Comment Tybert prit les soudées de Renart, et comme il en cuit de s’attaquer à un vieux chat.



Échappé de la rencontre des veneurs et du Frère convers, Renart avoit gagné de larges fossés qu’il connaissoit, et les avoit mis entre la meute et lui. Mais il avoit grand besoin de repos : sa faim, plusieurs fois irritée, n’avoit pas été satisfaite ; il se promettoit de prendre une autre fois sa revanche du Corbeau, de la Mésange et surtout de Chantecler quand, au détour d’un vieux chemin, il aperçoit Tybert le chat, se déduisant avec lui-même et sans compagnie. Heureux Tybert ! sa queue lui suffisoit pour exercer son adresse et lui donner carrière : il la guettoit de l’œil, la poursuivoit, la laissoit aller et venir, la saisissoit au moment où elle y pensoit le moins, l’arrêtoit entre ses pattes et la couvroit alors de caresses, comme s’il eût craint de l’avoir un peu trop malmenée.

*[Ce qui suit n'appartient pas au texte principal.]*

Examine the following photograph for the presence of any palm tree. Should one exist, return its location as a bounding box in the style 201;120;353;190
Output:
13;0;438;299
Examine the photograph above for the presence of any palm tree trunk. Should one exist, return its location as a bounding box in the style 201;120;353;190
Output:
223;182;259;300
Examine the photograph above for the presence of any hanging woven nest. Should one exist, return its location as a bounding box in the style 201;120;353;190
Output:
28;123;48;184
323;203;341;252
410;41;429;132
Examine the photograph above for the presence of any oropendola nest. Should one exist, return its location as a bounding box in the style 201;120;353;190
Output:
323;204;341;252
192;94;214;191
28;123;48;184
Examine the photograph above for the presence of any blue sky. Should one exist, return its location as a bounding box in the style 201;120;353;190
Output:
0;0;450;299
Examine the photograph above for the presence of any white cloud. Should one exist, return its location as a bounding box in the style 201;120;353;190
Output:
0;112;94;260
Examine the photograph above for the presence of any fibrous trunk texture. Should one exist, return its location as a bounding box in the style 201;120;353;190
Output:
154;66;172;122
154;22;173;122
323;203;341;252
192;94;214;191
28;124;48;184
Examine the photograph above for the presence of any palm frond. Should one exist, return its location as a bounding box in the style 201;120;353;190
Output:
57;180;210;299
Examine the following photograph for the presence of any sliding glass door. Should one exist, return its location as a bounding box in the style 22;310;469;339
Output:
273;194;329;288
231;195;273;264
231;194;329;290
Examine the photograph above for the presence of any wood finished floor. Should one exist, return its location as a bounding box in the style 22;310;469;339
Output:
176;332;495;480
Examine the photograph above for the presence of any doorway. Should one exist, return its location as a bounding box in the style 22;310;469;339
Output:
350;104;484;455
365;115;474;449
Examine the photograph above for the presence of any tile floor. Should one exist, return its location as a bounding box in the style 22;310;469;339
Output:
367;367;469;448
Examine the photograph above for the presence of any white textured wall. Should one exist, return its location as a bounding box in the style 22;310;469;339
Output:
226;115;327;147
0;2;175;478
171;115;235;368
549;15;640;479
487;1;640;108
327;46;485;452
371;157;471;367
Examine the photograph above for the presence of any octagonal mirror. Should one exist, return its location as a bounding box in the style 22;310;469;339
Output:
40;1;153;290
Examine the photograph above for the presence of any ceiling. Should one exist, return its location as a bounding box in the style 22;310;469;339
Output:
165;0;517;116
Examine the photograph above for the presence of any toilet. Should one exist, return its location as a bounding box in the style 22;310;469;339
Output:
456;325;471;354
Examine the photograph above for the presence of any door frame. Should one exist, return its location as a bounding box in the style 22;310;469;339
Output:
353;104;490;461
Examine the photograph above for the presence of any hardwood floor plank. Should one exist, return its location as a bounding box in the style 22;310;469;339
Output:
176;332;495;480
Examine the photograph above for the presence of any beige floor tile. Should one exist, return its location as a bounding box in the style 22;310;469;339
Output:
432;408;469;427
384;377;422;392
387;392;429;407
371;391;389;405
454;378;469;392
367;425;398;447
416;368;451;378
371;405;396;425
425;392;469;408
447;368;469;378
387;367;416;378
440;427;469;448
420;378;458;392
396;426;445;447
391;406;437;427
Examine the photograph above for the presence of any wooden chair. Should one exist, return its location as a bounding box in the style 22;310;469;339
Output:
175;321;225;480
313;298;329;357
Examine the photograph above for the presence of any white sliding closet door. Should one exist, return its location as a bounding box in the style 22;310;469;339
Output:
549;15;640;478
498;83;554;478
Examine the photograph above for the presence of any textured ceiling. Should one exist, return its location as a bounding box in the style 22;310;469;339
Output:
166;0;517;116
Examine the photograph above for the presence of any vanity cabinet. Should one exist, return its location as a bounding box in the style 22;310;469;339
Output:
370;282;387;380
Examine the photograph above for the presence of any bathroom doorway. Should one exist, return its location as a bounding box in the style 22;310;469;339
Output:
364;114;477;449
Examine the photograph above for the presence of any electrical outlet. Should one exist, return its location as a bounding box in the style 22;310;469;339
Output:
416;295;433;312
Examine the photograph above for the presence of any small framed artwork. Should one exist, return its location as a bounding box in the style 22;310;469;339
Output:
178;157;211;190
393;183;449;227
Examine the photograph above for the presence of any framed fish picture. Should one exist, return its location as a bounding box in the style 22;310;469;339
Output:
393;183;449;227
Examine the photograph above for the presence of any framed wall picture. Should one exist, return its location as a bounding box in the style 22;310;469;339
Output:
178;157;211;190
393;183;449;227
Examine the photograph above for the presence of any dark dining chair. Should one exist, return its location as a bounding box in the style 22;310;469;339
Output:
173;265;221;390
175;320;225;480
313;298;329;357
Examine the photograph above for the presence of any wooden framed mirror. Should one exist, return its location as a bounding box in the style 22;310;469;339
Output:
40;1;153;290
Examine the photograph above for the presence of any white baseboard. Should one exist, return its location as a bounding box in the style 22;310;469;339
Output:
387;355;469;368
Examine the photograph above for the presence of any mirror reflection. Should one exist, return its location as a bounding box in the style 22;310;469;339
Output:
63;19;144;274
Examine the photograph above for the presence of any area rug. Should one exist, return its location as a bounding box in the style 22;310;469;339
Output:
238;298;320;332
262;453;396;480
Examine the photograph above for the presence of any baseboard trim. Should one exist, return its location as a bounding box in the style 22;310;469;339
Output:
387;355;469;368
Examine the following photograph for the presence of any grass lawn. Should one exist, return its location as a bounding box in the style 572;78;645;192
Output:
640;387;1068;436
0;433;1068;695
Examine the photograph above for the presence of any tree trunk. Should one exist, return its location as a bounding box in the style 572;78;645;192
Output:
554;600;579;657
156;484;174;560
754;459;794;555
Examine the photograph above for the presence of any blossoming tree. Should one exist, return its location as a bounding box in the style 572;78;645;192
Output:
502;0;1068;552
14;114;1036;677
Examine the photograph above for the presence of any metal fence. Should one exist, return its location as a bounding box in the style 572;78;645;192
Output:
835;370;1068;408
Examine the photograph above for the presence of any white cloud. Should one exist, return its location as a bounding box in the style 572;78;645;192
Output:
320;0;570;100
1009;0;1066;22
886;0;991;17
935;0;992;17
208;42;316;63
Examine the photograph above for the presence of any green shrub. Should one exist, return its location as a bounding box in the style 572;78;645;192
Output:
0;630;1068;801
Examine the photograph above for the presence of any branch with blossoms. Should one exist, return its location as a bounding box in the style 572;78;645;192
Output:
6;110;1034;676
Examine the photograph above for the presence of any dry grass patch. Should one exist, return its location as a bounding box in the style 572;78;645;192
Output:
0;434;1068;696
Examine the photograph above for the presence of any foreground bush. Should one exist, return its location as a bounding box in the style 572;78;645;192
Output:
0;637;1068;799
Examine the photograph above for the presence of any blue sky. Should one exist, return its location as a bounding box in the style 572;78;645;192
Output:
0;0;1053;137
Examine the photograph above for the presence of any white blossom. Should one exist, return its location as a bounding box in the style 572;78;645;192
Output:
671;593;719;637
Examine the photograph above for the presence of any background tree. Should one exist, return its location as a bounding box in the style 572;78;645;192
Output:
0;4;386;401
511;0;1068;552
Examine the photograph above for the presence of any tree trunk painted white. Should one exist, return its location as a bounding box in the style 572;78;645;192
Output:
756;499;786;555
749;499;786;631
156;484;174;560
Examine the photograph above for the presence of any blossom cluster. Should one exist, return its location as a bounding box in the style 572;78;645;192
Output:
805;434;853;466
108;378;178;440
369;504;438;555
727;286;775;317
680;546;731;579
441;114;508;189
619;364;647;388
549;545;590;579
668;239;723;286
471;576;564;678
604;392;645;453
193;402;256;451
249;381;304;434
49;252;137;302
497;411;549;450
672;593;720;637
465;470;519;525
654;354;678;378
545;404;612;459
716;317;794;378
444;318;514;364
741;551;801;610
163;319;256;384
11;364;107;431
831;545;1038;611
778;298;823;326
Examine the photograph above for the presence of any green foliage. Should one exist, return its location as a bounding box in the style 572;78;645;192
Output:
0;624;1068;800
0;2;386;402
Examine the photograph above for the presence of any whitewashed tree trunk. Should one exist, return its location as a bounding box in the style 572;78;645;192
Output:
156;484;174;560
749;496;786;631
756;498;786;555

Il venoit de prendre la pose la plus abandonnée, tour à tour allongeant les griffes et les ramenant dans leur fourreau de velours, fermant les yeux et les entrouvrant d’un air de béatitude, entonnant ce murmure particulier que notre langue ne sait nommer qu’en l’imitant assez mal, et qui semble montrer que le repos parfait du corps, de l’esprit et du cœur peut conduire à l’état le plus doux et le plus désirable. Tout à coup, le voilà tiré de son voluptueux recueillement par la visite la moins attendue. Renart est à quelques pas de lui : Tybert l’a reconnu à sa robe rousse, et se levant alors autant pour se mettre en garde que par un juste sentiment de déférence : « Sire, » dit-il, « soyez le bienvenu ! — Moi », répond brusquement Renart, « je ne te salue pas. Je te conseille même de ne pas chercher à me rencontrer, car je ne te vois jamais sans désirer que ce soit pour la dernière fois. »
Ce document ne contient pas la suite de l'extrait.